The roles of GAs are complex; GA levels can not only directly affect seedling growth, but also have an indirect effect on seedling development through circadian rhythm and mycorrhizal formation via signal transduction. SCARECROW-LIKE 3 (SCL3) and DELLA are involved in the GA signal transduction pathway [100, 101]. GA2ox and SCL3 are upregulated in Lotus japonicas infected with arbuscular mycorrhizas [102]. DELLA also plays an important role in mycorrhizal signaling pathways [103] and mediates CCA1 in the interaction between GAs and the circadian clock, to regulate hypocotyl elongation in A. thaliana [16]. In our study, GA2ox and SCL3 were upregulated in sd seedlings; CCA1 and DELLA were both differently expressed. Therefore, GA affects seedling development in several ways, resulting in differences in switchgrass seedling development rates.

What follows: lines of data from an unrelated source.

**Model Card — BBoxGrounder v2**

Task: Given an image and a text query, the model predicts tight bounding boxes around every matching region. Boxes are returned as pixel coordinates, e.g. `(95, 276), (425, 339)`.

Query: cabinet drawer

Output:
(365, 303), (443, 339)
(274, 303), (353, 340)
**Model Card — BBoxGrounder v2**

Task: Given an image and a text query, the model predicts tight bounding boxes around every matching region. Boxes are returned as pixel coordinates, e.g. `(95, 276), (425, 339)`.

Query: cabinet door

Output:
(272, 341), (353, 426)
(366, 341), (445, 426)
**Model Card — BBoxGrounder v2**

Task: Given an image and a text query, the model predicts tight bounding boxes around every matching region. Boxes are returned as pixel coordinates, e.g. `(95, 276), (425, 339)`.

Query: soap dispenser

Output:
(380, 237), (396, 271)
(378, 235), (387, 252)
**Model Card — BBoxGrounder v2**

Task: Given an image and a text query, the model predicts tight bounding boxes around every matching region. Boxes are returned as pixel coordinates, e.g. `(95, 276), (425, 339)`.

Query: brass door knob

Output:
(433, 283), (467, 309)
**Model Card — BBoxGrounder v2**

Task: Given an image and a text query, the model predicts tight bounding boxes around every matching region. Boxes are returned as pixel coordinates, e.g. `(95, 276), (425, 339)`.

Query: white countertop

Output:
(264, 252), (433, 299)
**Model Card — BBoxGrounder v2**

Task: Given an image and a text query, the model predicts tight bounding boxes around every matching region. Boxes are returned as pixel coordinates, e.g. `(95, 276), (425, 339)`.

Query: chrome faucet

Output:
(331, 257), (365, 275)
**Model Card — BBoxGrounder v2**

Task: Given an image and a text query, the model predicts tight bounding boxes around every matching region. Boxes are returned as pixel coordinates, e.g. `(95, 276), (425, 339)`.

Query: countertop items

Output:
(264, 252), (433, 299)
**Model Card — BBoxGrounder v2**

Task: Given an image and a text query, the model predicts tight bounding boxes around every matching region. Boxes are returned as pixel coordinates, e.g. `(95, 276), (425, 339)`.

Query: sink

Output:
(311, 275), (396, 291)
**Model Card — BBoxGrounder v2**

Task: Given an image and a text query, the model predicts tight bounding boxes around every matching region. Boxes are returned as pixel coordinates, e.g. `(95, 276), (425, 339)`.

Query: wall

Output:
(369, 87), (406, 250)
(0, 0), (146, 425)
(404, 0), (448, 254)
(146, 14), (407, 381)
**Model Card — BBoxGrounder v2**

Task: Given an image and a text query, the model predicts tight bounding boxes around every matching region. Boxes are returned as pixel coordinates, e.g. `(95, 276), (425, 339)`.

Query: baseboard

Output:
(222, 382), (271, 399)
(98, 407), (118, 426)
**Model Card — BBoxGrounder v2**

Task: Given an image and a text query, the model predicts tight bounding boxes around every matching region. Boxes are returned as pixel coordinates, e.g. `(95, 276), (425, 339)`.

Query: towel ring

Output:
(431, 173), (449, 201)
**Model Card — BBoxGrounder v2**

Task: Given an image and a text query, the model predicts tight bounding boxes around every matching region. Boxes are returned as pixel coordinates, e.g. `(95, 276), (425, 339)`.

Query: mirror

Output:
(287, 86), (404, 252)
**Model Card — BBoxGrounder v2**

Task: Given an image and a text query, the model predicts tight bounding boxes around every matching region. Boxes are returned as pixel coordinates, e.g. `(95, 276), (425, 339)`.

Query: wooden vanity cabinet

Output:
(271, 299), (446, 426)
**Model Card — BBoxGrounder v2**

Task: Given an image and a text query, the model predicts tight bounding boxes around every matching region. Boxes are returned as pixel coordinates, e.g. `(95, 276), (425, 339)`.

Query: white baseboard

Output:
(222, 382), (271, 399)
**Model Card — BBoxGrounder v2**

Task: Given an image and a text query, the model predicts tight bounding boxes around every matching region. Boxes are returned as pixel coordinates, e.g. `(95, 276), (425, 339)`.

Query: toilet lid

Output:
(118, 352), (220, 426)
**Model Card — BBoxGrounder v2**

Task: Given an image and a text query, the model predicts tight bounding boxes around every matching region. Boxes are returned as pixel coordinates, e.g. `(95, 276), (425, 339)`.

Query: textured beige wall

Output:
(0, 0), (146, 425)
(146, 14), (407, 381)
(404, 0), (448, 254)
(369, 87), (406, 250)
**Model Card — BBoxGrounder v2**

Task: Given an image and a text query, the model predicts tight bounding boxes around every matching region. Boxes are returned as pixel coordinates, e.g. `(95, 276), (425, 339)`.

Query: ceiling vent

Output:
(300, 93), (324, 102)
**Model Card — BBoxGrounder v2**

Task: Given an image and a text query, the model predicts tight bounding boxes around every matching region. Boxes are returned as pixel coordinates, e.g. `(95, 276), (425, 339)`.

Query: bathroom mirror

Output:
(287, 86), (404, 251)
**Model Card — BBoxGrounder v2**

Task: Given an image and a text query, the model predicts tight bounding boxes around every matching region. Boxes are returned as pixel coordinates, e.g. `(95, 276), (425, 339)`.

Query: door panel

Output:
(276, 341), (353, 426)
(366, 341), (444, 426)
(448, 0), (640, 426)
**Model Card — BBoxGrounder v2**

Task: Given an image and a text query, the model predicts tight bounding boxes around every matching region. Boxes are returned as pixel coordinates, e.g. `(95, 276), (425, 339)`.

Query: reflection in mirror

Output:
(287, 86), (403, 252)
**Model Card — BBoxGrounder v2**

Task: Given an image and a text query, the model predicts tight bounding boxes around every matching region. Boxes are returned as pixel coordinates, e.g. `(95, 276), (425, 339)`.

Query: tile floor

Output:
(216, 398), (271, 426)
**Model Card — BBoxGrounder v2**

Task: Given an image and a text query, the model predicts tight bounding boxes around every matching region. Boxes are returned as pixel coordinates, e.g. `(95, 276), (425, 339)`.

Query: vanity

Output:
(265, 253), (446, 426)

Thiamine metabolism can affect plant growth in various ways and plays a fundamental role in glycolysis, the pentose phosphate pathway, and the tricarboxylic acid cycle as an enzymatic cofactor [73, 75]. Meanwhile, THI1 and THIC showed a response to various abiotic stresses and may increase tolerance to mitochondrial DNA damage [104]; furthermore, there was an association between thiamine metabolism and two symbioses, root nodule symbiosis and arbuscular mycorrhiza [105, 106]. In L. japonicus, rhizobium inoculation resulted in enhanced expression of THI1 and THIC. In the thic mutant of Lotus corniculatus, the content of thiamine decreased in roots and increased in arbuscular mycorrhizal fungi (AMF) [78, 105]. Low thiamine levels rendered spores of AMF less viable [105]. In this study, THIC and THI1 were upregulated in sd seedlings, where this upregulation may result from stress or the growth of rhizosphere microorganisms. The physiological indices, including malondialdehyde, H2O2, superoxide anion, glutathione, and ascorbic acid, which can reflect the extent of environmental stress to plants, were measured in sd and rd seedlings, and no significant differences were found [107]. Therefore, the upregulation of THI1 and THIC in sd seedlings was not caused by abiotic stress and may have been due to infection with rhizosphere microorganisms. The gene MLO1 (Unigene19129_All) related to mycorrhiza formation was found to be upregulated in sd seedlings [102]. The different expression levels of mycorrhizal response genes between sd and rd seedlings indicated that there were differences in mycorrhiza formation and this may lead to differences in sd and rd seedling development rates.

Conclusions

Switchgrass can be used for livestock, water and soil conservation, and in the bioenergy sector, given the high water and fertilizer use efficiency of adult plants and its strong ability to adapt to adverse environmental conditions [47, 108]. Since slow and inconsistent seedling development affects large-scale plantations and reduces switchgrass utilization as a bioenergetic crop, the seedling development process was characterized in this study, and the transcriptomes of rapidly and slowly growing seedlings were compared to identify key genes involved in seedling development. Growth indices indicated a relatively stagnant seedling development stage in switchgrass, and 678 genes were identified as being involved in seedling development. Homologous analysis of switchgrass and maize identified 128 key genes related to seedling leaf development. Transcriptome analysis and physiological indices suggested that the seedling development process was influenced by differential expression of genes involved in the circadian rhythm, thiamine metabolism, energy metabolism, GA biosynthesis, and signal transduction. This study contributes to a better understanding of the regulatory reasons underpinning seedling development and growth rates. Identification of the genes directly responsible for rapid and reliable seedling development will make possible the creation of switchgrass cultivars that have more desirable growth characteristics.